La réaction en chaîne
D’un noyau individuel à une action en masse …
La fission nucléaire a beau dégager beaucoup d’énergie, elle concerne de minuscules noyaux atomiques. Si elle se limitait à celle de quelques noyaux d’uranium-235 ou plutonium_239 l’énergie libérée resterait encore très petite. Par contre, si la réaction concerne un très grand nombre de noyaux, c’est à notre échelle que se manifestera ce grand dégagement d’énergie.
C’est le phénomène de réaction en chaîne qui est utilisé dans les réacteurs et les armes nucléaires pour générer un grand nombre de fissions. Dans un réacteur la propagation des fissions se fait d’une manière contrôlée, dans un arme nucléaire d’une façon incontrôlée, explosive.
Deux à trois neutrons accompagnent en moyenne les produits de fission. Si un de ces neutrons secondaires est absorbé par un noyau fissile, il peut y déclencher une seconde fission, source de nouveaux neutrons. C’est le principe de la réaction en chaîne.
Le plutonium-239 est le noyau qui produit le plus de neutrons secondaires : 2,91 en moyenne par fission, 2,30 par capture. L’uranium-235 en produit 2,47 et l’uranium-233 2,55. Le nombre de neutrons disponibles pour de nouvelles fissions dépend de l’abondance des noyaux fissiles et des pertes dues aux neutrons capturés sans produire de fission et ceux qui quittent le cœur du réacteur ou sont piégés par d’autres noyaux.

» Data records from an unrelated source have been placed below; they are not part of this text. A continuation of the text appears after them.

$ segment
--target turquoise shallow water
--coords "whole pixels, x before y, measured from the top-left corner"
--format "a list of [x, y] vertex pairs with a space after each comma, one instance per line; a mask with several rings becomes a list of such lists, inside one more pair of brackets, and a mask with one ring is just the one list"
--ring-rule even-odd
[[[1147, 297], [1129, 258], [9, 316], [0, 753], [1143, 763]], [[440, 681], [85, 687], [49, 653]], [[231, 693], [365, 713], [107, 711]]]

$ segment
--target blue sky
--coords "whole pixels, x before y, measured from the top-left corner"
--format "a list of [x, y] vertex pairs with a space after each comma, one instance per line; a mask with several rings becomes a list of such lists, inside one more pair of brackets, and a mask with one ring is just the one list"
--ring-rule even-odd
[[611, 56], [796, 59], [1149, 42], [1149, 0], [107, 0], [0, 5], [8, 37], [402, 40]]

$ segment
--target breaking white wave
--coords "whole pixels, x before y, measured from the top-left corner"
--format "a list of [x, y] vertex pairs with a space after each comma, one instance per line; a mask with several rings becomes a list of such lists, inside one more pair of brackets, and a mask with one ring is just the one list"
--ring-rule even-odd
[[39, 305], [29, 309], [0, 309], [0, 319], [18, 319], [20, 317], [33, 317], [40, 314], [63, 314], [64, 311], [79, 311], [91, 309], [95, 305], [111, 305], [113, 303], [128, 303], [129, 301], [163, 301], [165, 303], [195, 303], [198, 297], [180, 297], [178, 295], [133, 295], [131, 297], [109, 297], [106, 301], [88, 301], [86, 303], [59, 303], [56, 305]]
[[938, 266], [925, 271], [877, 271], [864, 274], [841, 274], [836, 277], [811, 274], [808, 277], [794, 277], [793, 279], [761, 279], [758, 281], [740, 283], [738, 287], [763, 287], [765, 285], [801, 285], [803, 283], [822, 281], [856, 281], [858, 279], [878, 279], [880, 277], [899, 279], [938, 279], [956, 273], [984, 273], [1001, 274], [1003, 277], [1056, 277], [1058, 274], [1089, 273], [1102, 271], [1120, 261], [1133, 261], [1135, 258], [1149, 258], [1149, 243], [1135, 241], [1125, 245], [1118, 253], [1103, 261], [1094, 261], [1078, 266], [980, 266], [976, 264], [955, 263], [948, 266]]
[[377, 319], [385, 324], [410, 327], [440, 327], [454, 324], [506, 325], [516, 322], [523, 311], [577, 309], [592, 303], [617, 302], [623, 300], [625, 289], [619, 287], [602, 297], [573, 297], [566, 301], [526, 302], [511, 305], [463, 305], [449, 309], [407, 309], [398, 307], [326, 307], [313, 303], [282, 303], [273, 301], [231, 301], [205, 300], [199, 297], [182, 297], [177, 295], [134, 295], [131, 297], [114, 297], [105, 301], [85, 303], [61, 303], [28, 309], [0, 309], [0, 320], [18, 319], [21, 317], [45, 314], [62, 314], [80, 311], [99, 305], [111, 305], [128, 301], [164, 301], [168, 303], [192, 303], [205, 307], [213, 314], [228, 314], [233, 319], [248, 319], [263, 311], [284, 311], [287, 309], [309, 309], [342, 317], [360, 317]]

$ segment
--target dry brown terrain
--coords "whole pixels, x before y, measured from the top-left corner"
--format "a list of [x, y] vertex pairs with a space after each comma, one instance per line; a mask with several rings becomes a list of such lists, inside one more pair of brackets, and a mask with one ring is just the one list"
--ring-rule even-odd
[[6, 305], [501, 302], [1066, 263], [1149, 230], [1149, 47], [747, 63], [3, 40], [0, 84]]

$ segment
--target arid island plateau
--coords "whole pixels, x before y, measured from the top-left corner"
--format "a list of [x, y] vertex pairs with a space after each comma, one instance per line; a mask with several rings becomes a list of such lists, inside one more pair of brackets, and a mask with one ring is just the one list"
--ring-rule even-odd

Quand le nombre de neutrons « relayeurs » devient supérieur à un, une réaction en chaîne se développe d’une manière explosive. La fission ne concerne plus des noyaux individuels mais une fraction importante de la matière fissile. Les énergies mises en jeu dans les phénomènes nucléaires étant des dizaines de millions de fois celles des phénomènes chimiques, l’explosion dégage une énergie énorme à l’échelle humaine.
Il faut donc maîtriser la capture des neutrons pour contrôler « à petit feu » la réaction dans les réacteurs nucléaires. Le fonctionnement d’un réacteur utilisant l’uranium naturel est délicat, car ce dernier ne contient qu’une faible proportion – 0,70 % – d’uranium-235 fissile. On a généralement recours à des procédés de séparation isotopique pour enrichir la proportion d’uranium-235 de 0,70 % à 3,5 %. Ceci permet de l’utiliser dans des réacteurs à eau pressurisée qui sont les plus répandus à l’heure actuelle.
Ces derniers fonctionnent avec un uranium enrichi à 3,5 % en U-235 fissile. Pour que la réaction en chaîne puisse être entretenue, il faut éviter que la perte de neutrons soit importante dans les 97 % d’uranium non fissile restants et les matériaux constituant ou entourant le cœur du réacteur.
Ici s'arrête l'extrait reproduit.